Geschichte Der Heimatverein Schortens von 1929 e.V. erhielt eine Bauernstube vermacht
Schortens- /Johannes Peters, Vorsitzender des Heimatvereins Schortens von 1929 e.V., und Ingrid Baron aus dem erweiterten Vorstand freuen sich, dass ein Mitglied dem Verein seine Bauernstube vermacht hat. Der Erblasser, der bereits vor 23 Jahren verstarb, sammelte Haushaltsgegenstände sowie Arbeitsgeräte und baute sie in seinem Keller auf. Er habe stets zugesagt, dass der Heimatverein Schortens von 1929 e.V. diese Artefakte erben soll. Nun verstarb kürzlich die Witwe des Heimatfreundes. Deren Sohn sei gerne bereit, das
Versprechen seines Vaters einzulösen, so Johannes Peters. Demnächst sollen die Torf- und Kleispaten, das Tragejoch für Milchkannen, der Dengelhammer für Sensen, die Ofenplatte mit eigenem Gestell, das Spinnrad, das Messer zum Rübenhacken, das Jagdhorn, die Tabakspfeifen und Butterfässer, der Bauernschrank und die übrigen historischen Gegenstände verpackt und ins Heimathaus gebracht werden. Und da beginnt das Problem, wie Johannes
Peters sagt. Denn dort sei nur Platz, wenn die Ostdeutsche Sammlung, ein Sondervermögen der Stadt Schortens, zusammengerückt würde.

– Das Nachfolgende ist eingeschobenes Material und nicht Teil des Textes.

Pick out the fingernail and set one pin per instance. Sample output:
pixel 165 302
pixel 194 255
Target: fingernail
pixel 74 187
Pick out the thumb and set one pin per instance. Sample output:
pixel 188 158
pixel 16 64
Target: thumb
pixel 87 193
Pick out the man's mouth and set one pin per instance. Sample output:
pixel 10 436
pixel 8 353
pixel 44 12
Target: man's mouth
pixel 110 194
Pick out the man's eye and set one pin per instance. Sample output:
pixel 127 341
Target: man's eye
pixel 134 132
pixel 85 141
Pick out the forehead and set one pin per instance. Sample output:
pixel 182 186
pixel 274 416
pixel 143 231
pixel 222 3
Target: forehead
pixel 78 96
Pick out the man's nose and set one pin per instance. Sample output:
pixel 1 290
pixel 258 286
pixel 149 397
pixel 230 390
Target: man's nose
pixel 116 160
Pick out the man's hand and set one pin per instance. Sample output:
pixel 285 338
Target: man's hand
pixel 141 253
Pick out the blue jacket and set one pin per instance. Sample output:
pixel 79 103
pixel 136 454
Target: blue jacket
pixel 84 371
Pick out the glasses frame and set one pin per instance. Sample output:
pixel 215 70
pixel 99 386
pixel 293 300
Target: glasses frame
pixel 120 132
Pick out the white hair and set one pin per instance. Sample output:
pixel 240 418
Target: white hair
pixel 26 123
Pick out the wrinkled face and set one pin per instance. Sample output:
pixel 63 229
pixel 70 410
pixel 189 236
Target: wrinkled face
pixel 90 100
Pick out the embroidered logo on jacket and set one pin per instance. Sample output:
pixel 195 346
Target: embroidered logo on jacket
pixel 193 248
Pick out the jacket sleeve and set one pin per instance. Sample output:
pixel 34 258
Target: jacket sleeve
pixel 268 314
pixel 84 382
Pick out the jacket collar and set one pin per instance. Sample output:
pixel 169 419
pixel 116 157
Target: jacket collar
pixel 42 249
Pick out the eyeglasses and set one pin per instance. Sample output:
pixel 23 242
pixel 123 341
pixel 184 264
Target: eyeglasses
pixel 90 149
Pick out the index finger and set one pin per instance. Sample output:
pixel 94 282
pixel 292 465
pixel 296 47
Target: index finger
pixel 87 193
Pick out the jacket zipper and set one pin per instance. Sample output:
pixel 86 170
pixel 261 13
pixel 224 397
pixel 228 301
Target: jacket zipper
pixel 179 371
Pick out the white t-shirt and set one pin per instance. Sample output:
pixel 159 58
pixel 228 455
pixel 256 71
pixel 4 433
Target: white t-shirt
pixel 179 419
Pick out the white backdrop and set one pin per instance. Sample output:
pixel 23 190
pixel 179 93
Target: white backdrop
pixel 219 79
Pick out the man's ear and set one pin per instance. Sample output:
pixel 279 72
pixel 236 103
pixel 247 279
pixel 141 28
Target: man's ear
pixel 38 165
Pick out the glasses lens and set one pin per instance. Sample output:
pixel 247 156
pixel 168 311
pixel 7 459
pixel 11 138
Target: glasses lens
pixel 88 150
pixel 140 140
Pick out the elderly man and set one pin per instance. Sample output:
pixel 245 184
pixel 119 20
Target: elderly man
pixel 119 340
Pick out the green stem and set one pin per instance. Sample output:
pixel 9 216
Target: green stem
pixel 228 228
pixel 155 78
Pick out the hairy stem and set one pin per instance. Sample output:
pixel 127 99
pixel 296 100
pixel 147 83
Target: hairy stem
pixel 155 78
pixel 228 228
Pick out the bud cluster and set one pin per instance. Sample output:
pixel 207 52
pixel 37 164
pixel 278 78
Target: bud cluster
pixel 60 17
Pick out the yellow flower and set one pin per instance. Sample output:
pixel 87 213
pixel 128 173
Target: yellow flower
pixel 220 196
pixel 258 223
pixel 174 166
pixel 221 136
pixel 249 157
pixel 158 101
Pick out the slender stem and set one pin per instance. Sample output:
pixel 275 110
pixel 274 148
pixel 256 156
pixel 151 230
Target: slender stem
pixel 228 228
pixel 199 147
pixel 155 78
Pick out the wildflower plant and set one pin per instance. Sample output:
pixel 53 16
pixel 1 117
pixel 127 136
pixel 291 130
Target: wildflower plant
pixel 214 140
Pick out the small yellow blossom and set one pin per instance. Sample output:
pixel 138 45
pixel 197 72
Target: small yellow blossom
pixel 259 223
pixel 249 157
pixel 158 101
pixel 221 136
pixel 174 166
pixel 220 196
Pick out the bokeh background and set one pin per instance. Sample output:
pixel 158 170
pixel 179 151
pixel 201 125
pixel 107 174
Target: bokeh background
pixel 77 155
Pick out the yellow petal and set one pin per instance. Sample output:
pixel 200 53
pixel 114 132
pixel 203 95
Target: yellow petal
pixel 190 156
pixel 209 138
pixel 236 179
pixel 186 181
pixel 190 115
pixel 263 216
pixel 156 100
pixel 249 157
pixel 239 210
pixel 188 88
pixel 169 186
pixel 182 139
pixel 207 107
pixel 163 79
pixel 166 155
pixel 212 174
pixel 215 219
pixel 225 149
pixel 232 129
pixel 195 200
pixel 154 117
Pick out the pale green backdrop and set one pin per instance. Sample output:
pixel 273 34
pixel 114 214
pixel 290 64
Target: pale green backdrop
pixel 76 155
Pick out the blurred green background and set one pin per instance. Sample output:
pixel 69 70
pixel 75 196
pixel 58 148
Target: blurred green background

Dabei würde der Heimatverein Schorens von 1929 e.V. gerne beides angemessen und mit Beschilderungen barrierefrei präsentieren. Daher sei, so Johannes Peters, eine größere, dauerhafte Ausstellungsmöglichkeit wünschenswert.
Dann könnten beide Ausstellungen von Kindergärten und Schulklassen besucht werden. Er regte zudem an, die Gegenstände der Bauernstube auf der Vereinshomepage als „Exponat des Monats“ zu zeigen. Besucher der Homepage könnten dann raten, um was es sich jeweils handelt.